Пройдя примерно треть озера, я заметил тех, кого мы принимали за рыбаков. Они бежали к нам наискось, тяжело перемахивая через наметенные на озере сугробы. Их видел только я: не поднимая голов, Иона со Смитом предавались оцепенелому перемещению по льду. Я не знал, рыбаки ли они, и если — нет, то кому на выручку они бегут, я был лишь рад, что Иона их не видит. Если это люди Смита, пусть настигнут его сзади, не томя ожиданием развязки. Сам я, бредя со своими пустыми санями, уже не боялся. Приближение бегущих было мне почти безразлично.
Когда они были уже недалеко, Иона упал. Не упал даже — осел, увлекая за собой Смита. Словно освобождаясь от ошейника, Смит пытался вывернуться из обнимавшей его руки Ионы. Распрямившись, он оказался лицом к лицу с бежавшими. Ближний к Смиту, со шрамом на щеке, покачал головой и безмолвно нанес ему удар в переносицу, раздробив соединительную дужку очков. Смит покорно упал. Второй из прибежавших ткнул американца лицом в снег, вытащил из-за пояса наручники и защелкнул заведенные за спину его руки. Нерыбацкий этот предмет развеивал все иллюзии насчет того, какого рода ловлей пришедшие занимались. Потому, когда, представляясь мне позже, они сами угадали мое имя, я совсем не удивился.
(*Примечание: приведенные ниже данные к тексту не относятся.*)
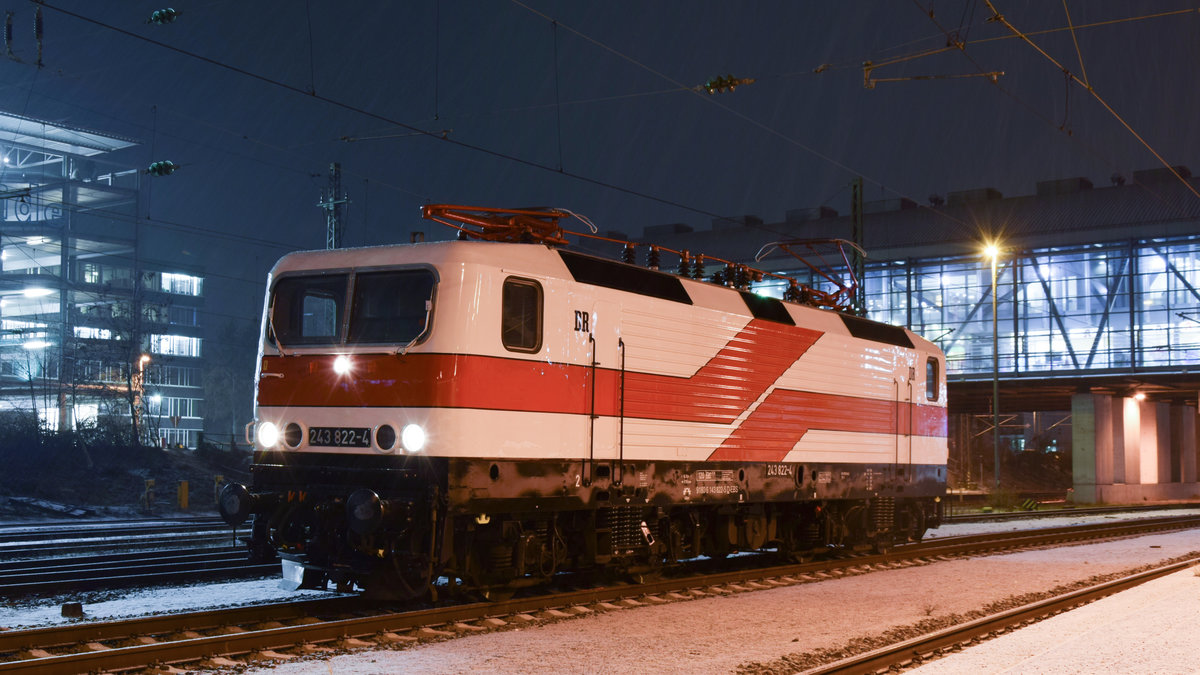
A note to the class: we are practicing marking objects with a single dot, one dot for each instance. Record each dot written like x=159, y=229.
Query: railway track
x=917, y=650
x=216, y=638
x=60, y=557
x=1063, y=513
x=119, y=571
Мы положили Иону на сани, и в них впрягся человек с покрытой инеем профессорской бородкой (тот, кто надевал наручники), как выяснилось впоследствии, Николай Петрович. В этом дуэте Николаю Петровичу отводилась организационно-хозяйственная роль, в то время как его коллега, Василий Иванович, отвечал, судя по всему, за рукоприкладство. Лоб Василия Ивановича был настолько скошен, а брови — такими сросшимися, что присутствие шрама казалось уже явным излишеством. Василий Иванович пустил Смита идти перед собой и подталкивал сзади короткими, но сильными пинками. Скорости нашему продвижению это не прибавляло, так как Смит всякий раз валился в снег, окрашивая его хлынувшей носом кровью. Раз, поднимаясь, он поднял глаза на меня. С кровавыми усами по щекам и половиной очков на носу (вторая, покачавшись на ухе, свалилась в снег) он смотрелся и трагически, и карнавально. «Допрыгался», — мог бы сказать я ему, имея в виду его скакалку.